Изменить стиль страницы

— А ничего, потихоньку да полегоньку, — смеется Лисабет.

Но дома у себя она не хитрила, хотя и не все рассказывала. Как, найдется у нас место для гостя на пасху? Ну так, парень один. Да нет, ему еще несколько лет учиться, так что пока говорить не о чем. Он просто погостить приедет. Конечно, неплохо бы припасти в доме побольше еды, хотя он не хотел бы, чтобы из-за него были лишние заботы. Только все это должно остаться между ними, а то еще пойдут разговоры.

И она ведь была не какая-нибудь глупенькая, Лисабет, и должна была сообразить, что слово — не воробей, вылетит — не поймаешь. Да и родичи у нее были такие же люди, как все. И кроме того, нужно было взять у кого-то взаймы простыни для гостя, так Сири, жена Улаффена, имела ведь право поинтересоваться, для чего их берут. Вот так и пошло.

Лисабет к этому отнеслась спокойно, что правда, то правда. Она призналась, что он и в самом деле доктор, то есть пока еще только практикант. Но это совсем не важно, потому что он очень способный и уже хорошо себя показал.

В общем, все только об этом и говорили. Лисабет была прямо нарасхват.

— Как он выглядит, Лисабет?

— Так, ничего, увидите сами, когда приедет, — отвечала она.

Все просто помирали от любопытства. Ведь он мог оказаться и косым, и горбатым — а что, вполне возможно. Раз уж связался с Лисабет — сами понимаете!

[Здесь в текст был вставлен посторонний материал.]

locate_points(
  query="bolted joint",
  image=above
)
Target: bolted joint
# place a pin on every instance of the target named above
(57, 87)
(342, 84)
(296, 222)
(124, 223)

Пасха приближалась. Родичи Лисабет раздобыли хорошего поросенка. Сама Лисабет стала прямо-таки красавицей. Она теперь охотнее рассказывала про своего доктора и про то, как у них все получилось — мало-помалу, когда она приезжала в больницу. Сияя от радости, она рассказывала, как он приходил и разговаривал с ней, приносил почитать книжки, и все такое.

К сожалению, вышло так, что как раз перед пасхой у этого доктора заболела мать и ему пришлось поехать к ней, поэтому он не смог навестить Лисабет и ее родичей. Лисабет как будто вовсе не огорчилась. И кроме того, он ведь просил ее приехать в город сразу после пасхи.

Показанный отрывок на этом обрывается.